This one bit looks exactly right, though:

> As for how to move forward, (...) Either Linus takes the pull, and whatever Christoph says is irrelevant, or he doesn't, and R4L dies. Everything else is a waste of everyone's time and energy.

It does look like maintainers should have a "disagree and commit" mentality at some point, whatever decision they end up making.

I thought Rust in Linux was evaluated, discussed and agreed upon years ago. The fact that there are people still trying to sabotage it shows that they don't follow the "disagree and commit" principle.

They are more like "disagree and make the others lives a living hell until they bend to my will".

> I thought Rust in Linux was evaluated, discussed and agreed upon years ago.

I've seen Linus talk about it in one of his public chats with Dirk Hohndel as an interesting experiment that might succeed or fail, or that's the impression I got. I'm not sure everyone else got that memo.

> disagree and commit

It is not some million dollar RSUs getting vested by year end either way. A lot of them working for the love of craft and prestige. If they can just rollover on a technical disagreement then corporate office job is more suitable than open source OS kernel.

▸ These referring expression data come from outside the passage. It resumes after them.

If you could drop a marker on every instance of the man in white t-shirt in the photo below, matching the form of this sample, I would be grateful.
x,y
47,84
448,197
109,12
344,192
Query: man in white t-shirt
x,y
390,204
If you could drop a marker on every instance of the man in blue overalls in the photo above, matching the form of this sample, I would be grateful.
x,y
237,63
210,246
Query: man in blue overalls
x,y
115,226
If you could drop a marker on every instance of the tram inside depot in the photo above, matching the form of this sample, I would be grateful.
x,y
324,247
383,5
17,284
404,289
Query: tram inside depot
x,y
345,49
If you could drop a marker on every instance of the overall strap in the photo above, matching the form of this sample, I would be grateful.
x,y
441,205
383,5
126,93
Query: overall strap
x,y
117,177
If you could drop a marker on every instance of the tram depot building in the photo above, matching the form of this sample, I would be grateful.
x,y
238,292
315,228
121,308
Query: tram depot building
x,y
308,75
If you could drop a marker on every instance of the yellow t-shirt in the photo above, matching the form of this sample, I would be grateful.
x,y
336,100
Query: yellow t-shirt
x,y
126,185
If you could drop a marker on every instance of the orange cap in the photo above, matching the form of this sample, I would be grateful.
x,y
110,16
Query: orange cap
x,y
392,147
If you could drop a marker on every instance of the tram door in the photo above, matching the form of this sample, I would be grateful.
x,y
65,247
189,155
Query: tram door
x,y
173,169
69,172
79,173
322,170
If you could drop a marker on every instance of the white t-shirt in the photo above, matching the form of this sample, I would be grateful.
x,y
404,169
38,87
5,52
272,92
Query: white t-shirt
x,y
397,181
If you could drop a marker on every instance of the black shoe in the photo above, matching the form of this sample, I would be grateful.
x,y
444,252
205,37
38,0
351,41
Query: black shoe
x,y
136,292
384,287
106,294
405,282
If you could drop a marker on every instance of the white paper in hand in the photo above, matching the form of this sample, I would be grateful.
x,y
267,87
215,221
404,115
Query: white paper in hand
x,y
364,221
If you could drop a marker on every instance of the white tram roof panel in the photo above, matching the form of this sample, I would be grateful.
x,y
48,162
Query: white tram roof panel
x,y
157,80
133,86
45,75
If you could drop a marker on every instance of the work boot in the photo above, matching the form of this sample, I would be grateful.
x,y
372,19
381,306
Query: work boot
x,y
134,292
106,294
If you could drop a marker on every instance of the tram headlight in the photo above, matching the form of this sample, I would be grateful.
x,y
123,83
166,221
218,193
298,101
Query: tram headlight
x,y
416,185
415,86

"R4L dies" is hyperbolic nonsense. There are many ways/places to integrate Rust in the kernel, even for wrappers. It's not like "I think this code should be someone else" automatically means the death of Rust.

Marcan goes full nuclear every other time someone disagrees with him. He's very much the "if it's not my preferred way then we might as well not do it at all"-type of engineer (many of us have worked with those people).

  • Rust is only allowed for drivers, because that sidesteps the platform support questions.

    DMA is needed for an overwhelming number of useful drivers.

    If you can’t use DMA from Rust, then you can’t really properly evaluate the usefulness of Rust, hence the effort is basically dead.

    • People can just include their own dma.rs in driver/.../mydriver/

      Whether that's a good or bad approach is besides the point. It's what was suggested as an alternative, and clearly it's something that would work. "You can't use DMA from Rust" is just not true.

      7 replies →

    • I don't know the better way to ask this question, so I'm just going to ask it:

      "Congratulations, you're right, and nobody cares."

      Now what? Just complain that the kernel isn't hospitable to Rust, and hope 15 years from now we're all using some Linux-compatible kernel built ground-up in Rust?

      I genuinely want to know where you go from this position.

      1 reply →

  • > Every additional bit that the another language creeps in drastically reduces the maintainability of the kernel as an integrated project. The only reason Linux managed to survive so long is by not having internal boundaries, and adding another language complely breaks this. You might not like my answer, but I will do everything I can do to stop this.

    https://lwn.net/ml/all/20250131075751.GA16720@lst.de/

    Maybe you can try to read what Christoph Hellwig said first.

That's a much stronger argument when you aren't at the same time yelling about the email patch system. I want R4L to succeed!